Tampa Bay (Devil) Rays: The Choose Your Own Adventure Book of Self-Destrution

How will the Rays choose to self-destruct in 2014? That's the question, because in 2013 they chose to self-destruct during spring training by not making Wil Myers an opening day starter. Why? Because if they kept Myers in the minors long enough during the 2013 season, they got an extra year of contract control over the player. Think about the damage caused by that decision: the Rays were only 5.5 GB back of the Red Sox. If Myers was a starter throughout 2013, could he have gotten him over that 5.5 GB hump? And if Myers had a full 9 games of experience playing right field at Fenway under his belt, would he have let that fly ball drop right in front of him during the ALDS? 

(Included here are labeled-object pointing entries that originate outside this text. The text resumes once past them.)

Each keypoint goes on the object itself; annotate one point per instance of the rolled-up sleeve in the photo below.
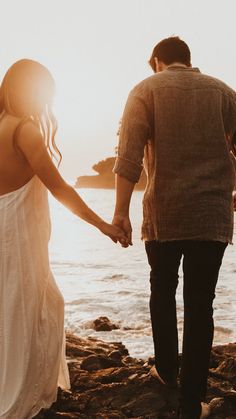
(135, 131)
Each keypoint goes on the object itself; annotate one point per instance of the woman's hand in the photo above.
(115, 233)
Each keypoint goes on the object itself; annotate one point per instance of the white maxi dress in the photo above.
(32, 339)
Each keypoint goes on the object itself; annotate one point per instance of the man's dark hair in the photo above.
(171, 50)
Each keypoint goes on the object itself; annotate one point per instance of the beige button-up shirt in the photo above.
(182, 122)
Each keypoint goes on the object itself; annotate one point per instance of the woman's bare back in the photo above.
(15, 171)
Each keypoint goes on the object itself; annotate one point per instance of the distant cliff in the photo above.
(105, 179)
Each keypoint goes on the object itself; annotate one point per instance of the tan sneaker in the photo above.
(206, 410)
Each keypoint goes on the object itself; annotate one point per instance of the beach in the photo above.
(98, 278)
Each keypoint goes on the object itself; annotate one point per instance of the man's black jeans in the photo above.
(201, 264)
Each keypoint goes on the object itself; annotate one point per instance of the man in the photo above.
(183, 123)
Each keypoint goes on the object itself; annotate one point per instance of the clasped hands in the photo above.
(119, 231)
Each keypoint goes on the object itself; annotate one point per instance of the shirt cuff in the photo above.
(127, 169)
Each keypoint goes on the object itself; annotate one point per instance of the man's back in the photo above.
(191, 178)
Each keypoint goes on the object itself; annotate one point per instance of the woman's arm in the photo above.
(32, 146)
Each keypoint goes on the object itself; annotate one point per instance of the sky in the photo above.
(97, 51)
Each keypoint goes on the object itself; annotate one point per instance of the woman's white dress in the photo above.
(32, 339)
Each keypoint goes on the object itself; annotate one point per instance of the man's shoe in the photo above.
(154, 373)
(206, 410)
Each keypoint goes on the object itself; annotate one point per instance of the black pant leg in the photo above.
(201, 264)
(164, 259)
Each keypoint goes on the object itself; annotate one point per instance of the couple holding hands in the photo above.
(182, 125)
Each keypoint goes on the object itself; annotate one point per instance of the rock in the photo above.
(103, 324)
(98, 362)
(108, 383)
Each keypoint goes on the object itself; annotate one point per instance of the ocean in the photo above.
(99, 278)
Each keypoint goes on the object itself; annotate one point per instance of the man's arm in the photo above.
(136, 128)
(124, 190)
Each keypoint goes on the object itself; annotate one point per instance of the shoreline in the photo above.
(107, 383)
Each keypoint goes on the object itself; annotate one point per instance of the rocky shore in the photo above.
(107, 383)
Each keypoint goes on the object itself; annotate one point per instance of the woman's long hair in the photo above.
(27, 92)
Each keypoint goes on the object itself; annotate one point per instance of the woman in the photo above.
(32, 351)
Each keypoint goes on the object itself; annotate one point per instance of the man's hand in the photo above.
(124, 223)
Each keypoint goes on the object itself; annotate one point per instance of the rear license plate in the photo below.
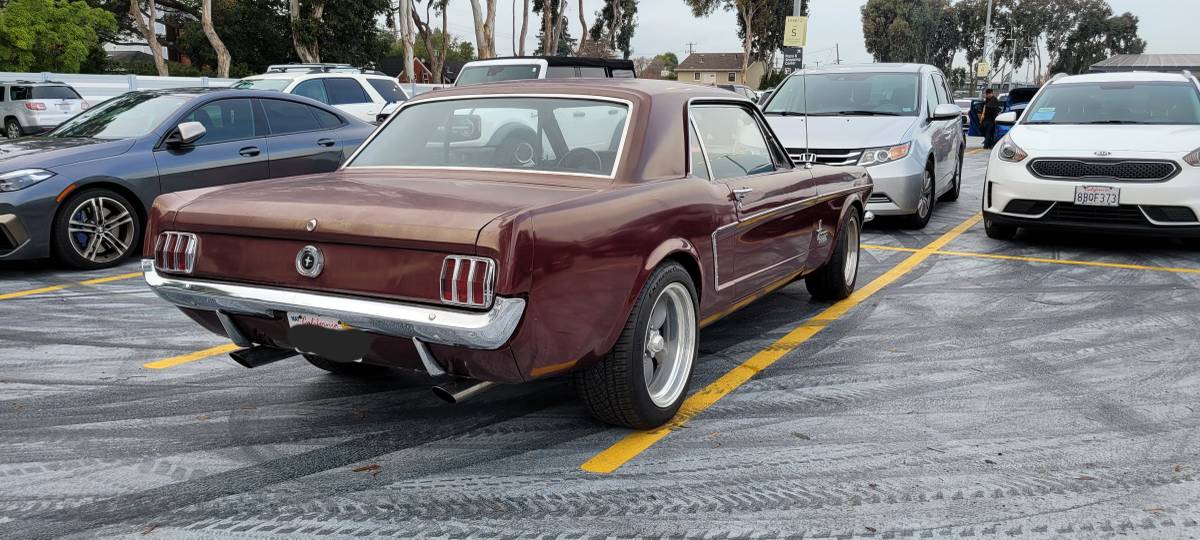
(1097, 196)
(304, 319)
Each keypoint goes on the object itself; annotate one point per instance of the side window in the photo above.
(696, 162)
(389, 90)
(286, 117)
(225, 120)
(346, 91)
(313, 89)
(328, 120)
(735, 142)
(561, 72)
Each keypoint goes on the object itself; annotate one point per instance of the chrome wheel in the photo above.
(850, 270)
(101, 229)
(670, 345)
(927, 196)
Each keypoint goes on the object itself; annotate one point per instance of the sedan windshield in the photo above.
(263, 84)
(1133, 102)
(846, 95)
(130, 115)
(520, 133)
(480, 75)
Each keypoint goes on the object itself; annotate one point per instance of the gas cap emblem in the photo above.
(310, 262)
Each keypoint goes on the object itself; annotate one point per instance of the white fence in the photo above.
(97, 88)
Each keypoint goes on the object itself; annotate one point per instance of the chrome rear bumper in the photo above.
(477, 330)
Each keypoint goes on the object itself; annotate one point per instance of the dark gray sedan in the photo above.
(82, 192)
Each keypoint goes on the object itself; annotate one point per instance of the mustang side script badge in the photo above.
(310, 262)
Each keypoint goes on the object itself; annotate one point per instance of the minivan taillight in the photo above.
(175, 252)
(468, 281)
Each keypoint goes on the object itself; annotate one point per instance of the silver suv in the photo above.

In retrospect, the Devil Rays' penny-pinching ways bit them in the ass. So how will the Rays figure out a way to snatch defeat from the jaws of victory in 2014? If David Price is having a good season before the trade deadline, I bet the idea of trading him for prospects, rather than pay him $16-17 mil in 2015, will be too much for the Rays to resist. The Rays won't win because they would rather blow up their team to save a buck than win a World Series. Everyone will still claim that Joe Maddon is a genius because, hey, cult it. Ack, fuck it. That's what I meant to say. 

Oakland A's: I've got nothing

Every year, I look at the A's roster and think "How the fuck will this fucking team win fucking anything?" Then, like clockwork, Billy Beane's rejects from the Island of Misfits somehow win the AL West and put themselves in the playoffs. I feel like this cycle will repeat itself in 2014 simply, and inexplicably, because of inertia. The A's let Bartolo Colon walk and think they can replace him with Scott Kazmir, whose last good season was in 2008? OK, whatever. This is one of those moves that always seems to work out for Billy Beane and nobody knows why, so we'll see. 

Texas Rangers: I've got everything

The yang to the A's yin, the Rangers spend every offseason seemingly making the right moves only to spectacularly failure when September rolls around. They signed Adrian Beltre, they let Josh Hamilton walk, they signed Yu Darvish, annnnd... Fail. Will Prince Fielder and Shin-Soo Shoo finally vault them over the A's? We'll see.  

Anaheim Angels: Honorary Mention

I'm trying to keep this list to contenders, but because the Angels have Mike Trout playing out of his mind, and Albert Pujols and Josh Hamilton playing well under their abilities, you have to include them as a dark horse candidate. If Trout, Pujols, Hamilton become a three-headed pitcher wrecking machine; and if Weaver and Wilson are pitching well, the Angels can position themselves as buyers at the trade deadline and stay in the playoff hunt. But these are huge if's.